Under the proposed rules, banks will extend margin financing to those brokerage houses which are registered as limited companies and duly credit rated by an approved credit rating agency.

What is more important is that a minimum margin of 30 per cent of the current value of the approved shares will be kept by the banks as a security, he says.

PSO received fresh battering and evoked a lot of sympathetic selling in other pivotals, but some of the second-liners came in for active short-covering at the lower levels and allowed the market to avert a major fall.

Minus signs again dominated the list, major losers being Atlas Honda, Bhanero Textiles, Clover Pakistan, Unilever Pakistan and Nestle MilkPak, which suffered decline ranging form Rs4 to Rs14.50, followed by PSO, HinoPak Motors, Glaxo-SKF, BOC Pakistan, Century Papers, Pakistan Paper Products, which fell by Rs2.55 to Rs6.15, largest decline being in National Refinery.

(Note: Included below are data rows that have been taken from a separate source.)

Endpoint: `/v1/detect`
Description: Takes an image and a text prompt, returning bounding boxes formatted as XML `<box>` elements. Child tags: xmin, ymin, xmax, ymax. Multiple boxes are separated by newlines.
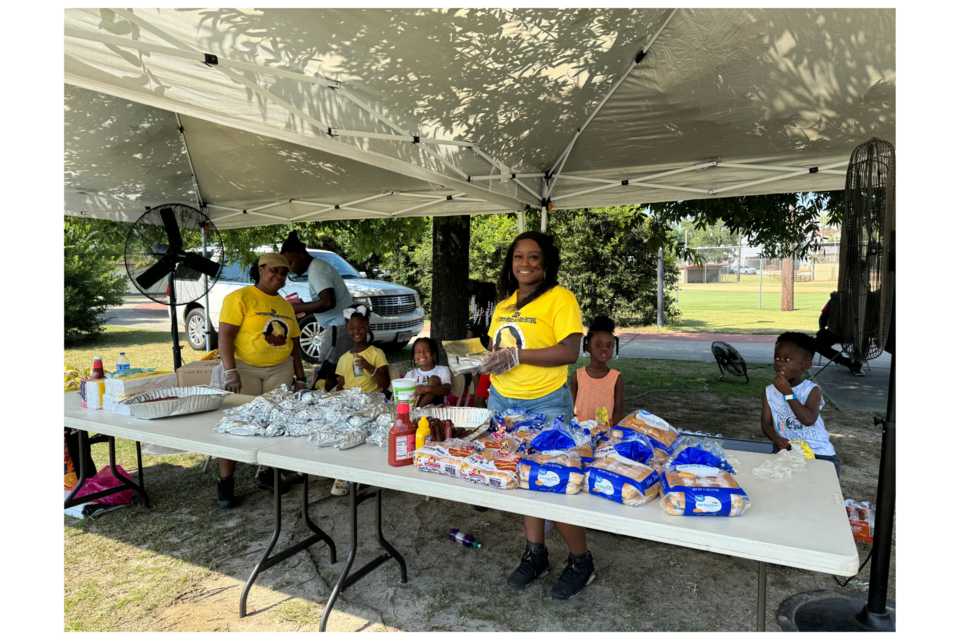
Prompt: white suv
<box><xmin>178</xmin><ymin>249</ymin><xmax>424</xmax><ymax>364</ymax></box>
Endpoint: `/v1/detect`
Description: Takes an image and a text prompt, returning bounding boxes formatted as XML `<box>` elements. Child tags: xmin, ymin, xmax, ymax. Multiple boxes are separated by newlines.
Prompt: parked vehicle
<box><xmin>177</xmin><ymin>248</ymin><xmax>424</xmax><ymax>364</ymax></box>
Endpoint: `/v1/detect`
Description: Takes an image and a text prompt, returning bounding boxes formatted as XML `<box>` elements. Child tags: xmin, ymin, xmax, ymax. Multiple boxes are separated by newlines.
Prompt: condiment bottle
<box><xmin>387</xmin><ymin>403</ymin><xmax>417</xmax><ymax>467</ymax></box>
<box><xmin>90</xmin><ymin>356</ymin><xmax>106</xmax><ymax>380</ymax></box>
<box><xmin>417</xmin><ymin>416</ymin><xmax>430</xmax><ymax>449</ymax></box>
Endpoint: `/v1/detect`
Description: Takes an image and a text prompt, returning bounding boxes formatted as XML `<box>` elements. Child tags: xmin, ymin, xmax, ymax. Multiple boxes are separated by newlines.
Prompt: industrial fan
<box><xmin>778</xmin><ymin>138</ymin><xmax>897</xmax><ymax>631</ymax></box>
<box><xmin>710</xmin><ymin>340</ymin><xmax>750</xmax><ymax>384</ymax></box>
<box><xmin>124</xmin><ymin>204</ymin><xmax>223</xmax><ymax>370</ymax></box>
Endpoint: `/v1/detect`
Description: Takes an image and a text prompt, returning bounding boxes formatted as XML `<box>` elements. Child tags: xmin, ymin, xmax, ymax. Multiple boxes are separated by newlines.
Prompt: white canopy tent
<box><xmin>64</xmin><ymin>9</ymin><xmax>896</xmax><ymax>229</ymax></box>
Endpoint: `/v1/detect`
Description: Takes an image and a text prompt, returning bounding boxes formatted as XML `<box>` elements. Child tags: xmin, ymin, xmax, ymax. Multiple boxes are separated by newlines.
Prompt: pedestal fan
<box><xmin>124</xmin><ymin>204</ymin><xmax>223</xmax><ymax>370</ymax></box>
<box><xmin>778</xmin><ymin>138</ymin><xmax>897</xmax><ymax>631</ymax></box>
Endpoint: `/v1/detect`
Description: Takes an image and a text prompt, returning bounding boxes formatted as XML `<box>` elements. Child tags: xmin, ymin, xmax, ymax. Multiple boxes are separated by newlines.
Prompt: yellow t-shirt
<box><xmin>488</xmin><ymin>286</ymin><xmax>583</xmax><ymax>400</ymax></box>
<box><xmin>220</xmin><ymin>286</ymin><xmax>300</xmax><ymax>367</ymax></box>
<box><xmin>337</xmin><ymin>345</ymin><xmax>387</xmax><ymax>393</ymax></box>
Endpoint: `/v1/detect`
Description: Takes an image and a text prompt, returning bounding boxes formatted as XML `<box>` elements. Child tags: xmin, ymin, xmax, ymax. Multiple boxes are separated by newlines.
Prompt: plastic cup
<box><xmin>390</xmin><ymin>378</ymin><xmax>417</xmax><ymax>411</ymax></box>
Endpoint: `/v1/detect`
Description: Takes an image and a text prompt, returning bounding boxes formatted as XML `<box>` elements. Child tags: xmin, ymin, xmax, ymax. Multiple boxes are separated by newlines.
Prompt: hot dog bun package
<box><xmin>660</xmin><ymin>446</ymin><xmax>750</xmax><ymax>517</ymax></box>
<box><xmin>517</xmin><ymin>449</ymin><xmax>583</xmax><ymax>494</ymax></box>
<box><xmin>413</xmin><ymin>440</ymin><xmax>480</xmax><ymax>478</ymax></box>
<box><xmin>460</xmin><ymin>449</ymin><xmax>520</xmax><ymax>489</ymax></box>
<box><xmin>585</xmin><ymin>432</ymin><xmax>660</xmax><ymax>507</ymax></box>
<box><xmin>607</xmin><ymin>409</ymin><xmax>680</xmax><ymax>462</ymax></box>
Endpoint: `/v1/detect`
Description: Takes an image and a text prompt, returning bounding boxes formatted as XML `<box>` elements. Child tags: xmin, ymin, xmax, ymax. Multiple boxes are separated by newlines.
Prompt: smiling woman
<box><xmin>481</xmin><ymin>231</ymin><xmax>596</xmax><ymax>600</ymax></box>
<box><xmin>217</xmin><ymin>253</ymin><xmax>306</xmax><ymax>509</ymax></box>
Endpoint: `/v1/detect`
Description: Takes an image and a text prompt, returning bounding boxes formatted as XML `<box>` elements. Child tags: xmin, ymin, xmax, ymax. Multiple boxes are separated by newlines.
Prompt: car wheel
<box><xmin>299</xmin><ymin>313</ymin><xmax>324</xmax><ymax>364</ymax></box>
<box><xmin>184</xmin><ymin>307</ymin><xmax>218</xmax><ymax>351</ymax></box>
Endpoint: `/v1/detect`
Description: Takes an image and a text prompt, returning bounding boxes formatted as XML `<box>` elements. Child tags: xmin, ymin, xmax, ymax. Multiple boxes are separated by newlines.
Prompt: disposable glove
<box><xmin>480</xmin><ymin>347</ymin><xmax>520</xmax><ymax>376</ymax></box>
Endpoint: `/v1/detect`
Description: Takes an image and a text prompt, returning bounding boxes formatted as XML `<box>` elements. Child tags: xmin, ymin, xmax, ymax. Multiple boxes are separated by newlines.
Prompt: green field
<box><xmin>670</xmin><ymin>274</ymin><xmax>836</xmax><ymax>334</ymax></box>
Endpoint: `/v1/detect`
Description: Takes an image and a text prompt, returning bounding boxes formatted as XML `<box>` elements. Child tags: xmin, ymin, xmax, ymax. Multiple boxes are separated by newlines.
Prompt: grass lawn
<box><xmin>63</xmin><ymin>352</ymin><xmax>896</xmax><ymax>632</ymax></box>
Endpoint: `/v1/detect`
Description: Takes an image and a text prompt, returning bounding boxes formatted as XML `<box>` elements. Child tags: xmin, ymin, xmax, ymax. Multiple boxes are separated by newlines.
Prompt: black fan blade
<box><xmin>137</xmin><ymin>256</ymin><xmax>177</xmax><ymax>289</ymax></box>
<box><xmin>183</xmin><ymin>253</ymin><xmax>220</xmax><ymax>278</ymax></box>
<box><xmin>160</xmin><ymin>207</ymin><xmax>183</xmax><ymax>251</ymax></box>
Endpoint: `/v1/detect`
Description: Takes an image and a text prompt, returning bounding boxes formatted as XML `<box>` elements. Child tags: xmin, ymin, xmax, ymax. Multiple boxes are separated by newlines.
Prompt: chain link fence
<box><xmin>674</xmin><ymin>242</ymin><xmax>840</xmax><ymax>333</ymax></box>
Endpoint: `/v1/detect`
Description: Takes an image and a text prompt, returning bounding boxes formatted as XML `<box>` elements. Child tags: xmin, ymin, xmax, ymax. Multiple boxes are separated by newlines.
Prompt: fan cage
<box><xmin>124</xmin><ymin>204</ymin><xmax>223</xmax><ymax>305</ymax></box>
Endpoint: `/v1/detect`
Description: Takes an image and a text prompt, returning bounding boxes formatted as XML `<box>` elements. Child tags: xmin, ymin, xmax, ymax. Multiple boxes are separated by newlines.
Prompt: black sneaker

Some of the leading shares, notably Pakistan Resource Co, General Tyre, Star Textiles, Cherat Cement, Bosicor Pakistan and Al-Abid Silk were, however, an exceptions, rose by Rs1.30 to Rs6.

Trading volume fell to 125m shares from the previous 79m shares as losers maintained a strong lead over the gainers at 154 to 73, with 39 shares holding on to the last levels.

Hub-Power topped the list of most actives, up 15 paisa at Rs33.85 on 22m shares followed by PTCL easy 45 paisa at Rs31.65 on 21m shares, FFC-Jordan Fertilizer, up 60 paisa at Rs17.50 on 15m shares, PSO, sharply lower by Rs2.55 at Rs242.50 on 15m shares and D.G. Khan Cement, easy 55 paisa at Rs36.85 on 14m shares.

Other actives were led by Bosicor Pakistan, higher by Rs1.10 on 5m shares, Fauji Cement, up 75 paisa on 3m shares, Pakistan Oilfields, higher by 95 paisa also on 3m shares and Maple Leaf Cement, off 60 paisa on 2.784m shares.

FORWARD COUNTER: PSO remained under pressure and led the list of actives, off Rs2.60 at Rs242.50 on 12m shares followed by PTCL, lower by 70 paisa at Rs31.60 on 11m shares, Hub-Power, up 15 paisa at Rs33.90 on 9m shares, FFC-Jordan Fertilizer, up 45 paisa at Rs17.45 on 4m shares and ICI Pakistan, firm by 15 paisa at Rs71.75 on 0.552m shares.

DEFAULTER COMPANIES: Standard Investment Bank again came in for modest support at the previous rate of Rs5.90 and accounted for 0.156m shares. Others lacked normal trading interest and finished mixed amid modest turnover.